You prove the wild nature of those living micro organisms
that we rely on so heavily. There is nothing "typical" in brewing...every fermentation is different, and should not be used to compare one with another...you can't do that.
No two fermentations are ever exactly the same.
When we are dealing with living creatures, there is a wild card factor in play..Just like with other animals, including humans...No two behave the same.
You can split a batch in half put them in 2 identical carboys, and pitch equal amounts of yeast from the same starter...and have them act completely differently...for some reason on a subatomic level...think about it...yeasties are small...1 degree difference in temp to us, could be a 50 degree difference to them...one fermenter can be a couple degrees warmer because it's closer to a vent all the way across the room and the yeasties take off...
Someone, Grinder I think posted a pic once of 2 carboys touching each other, and one one of the carboys the krausen had formed only on the side that touched the other carboy...probably reacting to the heat of the first fermentation....but it was like symbiotic or something...
With living micro-organisms there is always a wildcard factor in play...and yet the yeast rarely lets us down.
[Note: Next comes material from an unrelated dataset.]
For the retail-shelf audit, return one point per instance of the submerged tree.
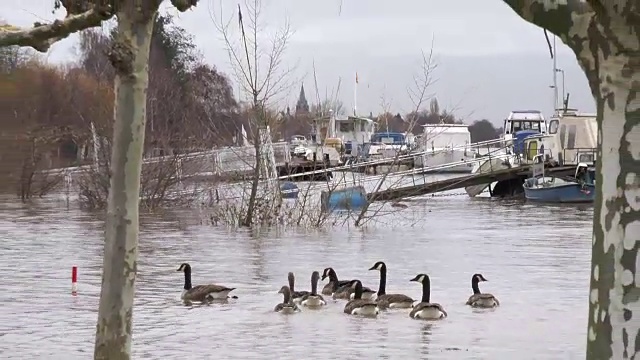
(129, 55)
(605, 36)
So it is best just to rdwhahb and trust that they know to what they are doing.
That's why I tell new brewers, don't assume the worst with the yeast, realize that they've been making beer since long before our great great great grandfather copped his first buzz from a 40 of mickey's out back of the highschool, so they are the experts.
Yeasts are like teenagers, swmbos, and humans in general, they have their own individual way of doing things.